Bientôt, pour asservir des citoyens rebelles,
L'autorité des rois bâtit des citadelles,
On éleva des forts et des remparts nouveaux
Sur la cime des monts, aux confluents des eaux,
D'ouvrages menaçants on ceignit les frontières.
Tel que du double rang de ses dents carnassières
Le lion rugissant présente avec fierté
Le terrible appareil au Maure épouvanté,
Tel d'un puissant État la frontière assurée,
Bravant des ennemis la fureur conjurée,
Ralentit leur ardeur par ses puissants remparts.
La guerre en tous les temps fut le premier des arts;
Ainsi que ses progrès, cet art eut son enfance :
La Grèce et l'Ausonie, assurant leur puissance.
N'avaient imaginé de plus puissants secours
Que l'épaisseur des murs et la hauteur des tours.
De ces lieux élevés ils défendaient les brèches
En employant la fronde ou décochant des flèches;
Des pierres écrasaient les soldats assaillants.
Lorsqu'on serrait de près ces défenseurs vaillants,
Lorsqu'on battait un mur par des béliers terribles,
De bitume et de poix les masses combustibles
Tombaient sur la machine, et des traits meurtriers
Perçaient les assaillants malgré leurs boucliers;
Souvent les généraux, lassés d'efforts stériles,
Quittaient pleins de dépit ces travaux inutiles.
Je ne vous parle point de ce siége fameux
Qui fit périr Priam et ses fils malheureux :
J'honore d'Ilion la poétique cendre
Et ces combats livrés sur les bords du Scamandre;
Mais ce sujet si beau, par Virgile chanté,
Oterait à mes vers leur mâle gravité.
Voyez Rome occupée à prendre Syracuse,
Et Mételle290-a employer la valeur et la ruse
Pour emporter ces murs à force de travaux;
Là, voyez Archimède éluder ces assauts,290-b
De la ville et des tours réparer les ruines,
Arrêter les Romains et brûler leurs machines.
Marseille, de ses forts jusqu'alors indomptés,
Repoussa de César les assauts répétés;
Lassé de ces longueurs, mais sûr de sa fortune,
César soumit Marseille à l'aide de Neptune;
Les siéges des Romains, tous longs et meurtriers,
Suspendaient les destins des plus fameux guerriers.

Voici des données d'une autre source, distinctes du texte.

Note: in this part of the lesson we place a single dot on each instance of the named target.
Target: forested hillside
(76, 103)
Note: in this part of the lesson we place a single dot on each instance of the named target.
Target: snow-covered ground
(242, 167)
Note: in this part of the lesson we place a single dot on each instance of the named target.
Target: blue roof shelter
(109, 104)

Longtemps après César, le démon de la guerre
Des mains de Jupiter arracha le tonnerre;
Tout changea dans cet art par ces foudres nouveaux,
L'airain vomit en l'air des globes infernaux
Qui, s'élevant aux cieux par une courbe immense,
Redoublent, en tombant, de poids, de véhémence,
Abîment les cités, s'envolent en éclats,
Et de leur flanc cruel élancent le trépas.
Bientôt de ses291-a remparts le canon homicide,
Avec un bruit affreux et d'un essor rapide,
<252>Au même instant que l'œil peut voir partir l'éclair,
Atteignit l'ennemi d'une masse de fer;
Dans les murs des cités le boulet formidable
Rend à coups redoublés la brèche praticable.

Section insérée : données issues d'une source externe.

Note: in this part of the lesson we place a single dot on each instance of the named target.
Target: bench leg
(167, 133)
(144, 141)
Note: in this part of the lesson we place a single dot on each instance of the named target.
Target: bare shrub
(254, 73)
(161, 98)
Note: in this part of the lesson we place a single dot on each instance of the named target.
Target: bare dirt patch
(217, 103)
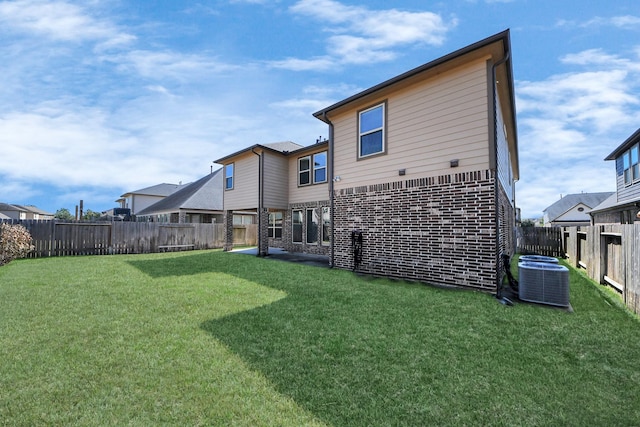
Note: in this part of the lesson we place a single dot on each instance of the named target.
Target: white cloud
(624, 22)
(159, 65)
(569, 122)
(360, 35)
(58, 20)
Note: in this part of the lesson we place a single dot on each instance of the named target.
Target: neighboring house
(198, 202)
(623, 207)
(25, 212)
(287, 183)
(145, 197)
(13, 211)
(573, 209)
(416, 180)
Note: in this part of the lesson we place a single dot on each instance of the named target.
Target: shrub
(15, 242)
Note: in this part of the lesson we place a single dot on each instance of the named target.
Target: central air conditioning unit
(543, 283)
(538, 258)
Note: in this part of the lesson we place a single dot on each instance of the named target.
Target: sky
(99, 98)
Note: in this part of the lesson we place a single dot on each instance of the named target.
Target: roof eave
(244, 150)
(624, 146)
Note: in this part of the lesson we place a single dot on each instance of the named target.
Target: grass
(211, 338)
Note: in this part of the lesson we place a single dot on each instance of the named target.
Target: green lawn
(212, 338)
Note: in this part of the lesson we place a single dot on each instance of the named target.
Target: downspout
(331, 186)
(496, 184)
(260, 200)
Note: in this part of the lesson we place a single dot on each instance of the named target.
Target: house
(24, 212)
(573, 209)
(198, 202)
(145, 197)
(416, 180)
(286, 183)
(623, 207)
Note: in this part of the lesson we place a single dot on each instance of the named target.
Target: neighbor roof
(8, 207)
(567, 202)
(203, 194)
(157, 190)
(33, 209)
(283, 147)
(624, 146)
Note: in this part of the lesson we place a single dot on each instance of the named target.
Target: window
(312, 226)
(326, 226)
(228, 177)
(243, 219)
(275, 225)
(320, 167)
(296, 224)
(319, 170)
(304, 170)
(371, 123)
(635, 169)
(631, 165)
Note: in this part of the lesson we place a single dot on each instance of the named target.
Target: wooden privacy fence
(57, 238)
(610, 254)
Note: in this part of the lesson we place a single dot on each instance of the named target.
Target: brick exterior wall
(440, 230)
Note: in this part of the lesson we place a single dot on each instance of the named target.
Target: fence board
(68, 238)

Ces miracles de l'art, à nos jours réservés,
Par le dieu des combats aux siéges approuvés,
Se font par le charbon, le soufre et le salpêtre.
Depuis que ce secret chez nous s'est fait connaître,
L'industrie inventive, abondante en secours,
Défendit les cités sans élever des tours;
Par des difficultés bien plus ingénieuses
On évita l'effet de ces foudres affreuses.
Vous, célèbre Vauban, favori du dieu Mars,
Vous, le sublime auteur des modernes remparts,
Que votre ombre apparaisse à nos guerriers novices.
Montrez-leur par quels soins et par quels artifices
Vous avez assuré les places des Français
Contre les bras germains et les canons anglais;
Comment votre savoir, par des routes nouvelles,
A su multiplier les défenses cruelles.
Ces ouvrages rasants, enterrés, protégés,
Ne sont des feux lointains jamais endommagés;
Munis de contre-forts à certaines distances,
Ils sont environnés par des fossés immenses :
Les bastions voisins flanquent les bastions,
Ils tournent vers leur gorge en forme d'orillons;
Au milieu des fossés et devant les courtines
Je vois des ravelins chargés de couleuvrines.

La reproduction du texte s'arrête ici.